Special Olympics Pakistan
- Sport: Special Olympics
- Jurisdiction: Pakistan
- Founded: 1989
- Affiliation: Special Olympics
- Affiliation date: 1989
- Regional affiliation: Asia Pacific
- Headquarters: Karachi
- President: Ms. Ronak Lakhani (Board Chair)

Official website
- specialolympics.pk
- Pakistan

= Special Olympics Pakistan =

Pakistani nonprofit organisation for mentally and physically disabled athletes

Special Olympics Pakistan is an officially recognised program of Special Olympics International, operating as a Nonprofit organisation in Pakistan. It supports individuals with intellectual disabilities by promoting their development and inclusion through participation in sports.

== History ==
Special Olympics is an international nonprofit organisation dedicated to empowering individuals with intellectual disabilities to become fit, productive and respected members of the society through sports training and competition. Founded in 1968 by Eunice Kennedy Shriver, Special Olympics provides year-round sports training and competition to 2.5 million adults and children with intellectual disabilities across 180 countries.

Special Olympics Pakistan was established 1989 with around 20 registered athletes.

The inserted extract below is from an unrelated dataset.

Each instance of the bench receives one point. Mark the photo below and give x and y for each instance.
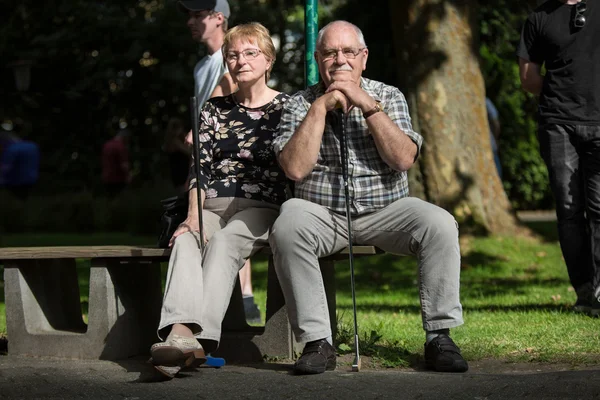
(43, 309)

The organization now has over 28,500 registered athletes, over 750 coaches and over 3,000 volunteers with more than 320 competitions held by 2018.

== Sports ==
Special Olympics Pakistan provides sports training and held Olympic styple competitions in 11 summer sports and 3 winter sports.
=== Summer Sports ===
- Aquatics
- Athletics
- Badminton
- Basketball
- Cricket
- Football
- Cycling
- Powerlifting
- Tennis
- Table Tennis
- Bocce

=== Winter Sports ===
- Cross-country skiing
- Floorball
- Snowshoeing

== Oath ==
Let me win- but if I cannot win, let me be brave in the attempt.

== Support ==
Annual Fundraising Gala is held and is one of the main sources of income along with donations and sponsorships.

== International Events participated in ==
- -Summer World Games 1991-Minnesota USA-16 Athletes.
- -World Games 1995- Connecticut, USA-26 Athletes.
- -First Asia Pacific Games 1996- Shanghai, China- 14 athletes.
- -World Games 1999- North Carolina, USA- 40 athletes.
- -World Games 2003- Dublin, Ireland -60 athletes.
- -Asia Pacific Cricket Tournament 2004- Ahmedabad, India- 14 athletes.
- -Ludhiana Games 2005- Ludhiana India- 46 athletes.
- -Delhi Games 2005- Delhi, India- 10 athletes.
- -China Invitation Games 2006- Shanghai, China- 10 athletes.
- -Special Olympics Cricket World Cup Tournament 2006- Mumbai, India- 44 athletes.
- -Special Olympics World Summer Game in Shanghai China 2007- 65 athletes.
- -Asia Pacific Bocce Competition 2008, Brunei Darussalam- 4 Athletes.
- -Ludhiana Games 2008- Ludhiana, India- 35 athletes.
- -Special Olympics Bharat International Cricket Carnival in Delhi, India 2009-14 athletes.
- -Special Olympics World Summer Games Athens, Greece 2011- 58 Athletes.
- -Special Olympics Asia Pacific Games; Newcastle, Australia 2013 -59 Athletes.
- -Special Olympics Asia Pacific Qualified of the 2014 Football Unified Cup, Bangkok Thailand 21 Athletes.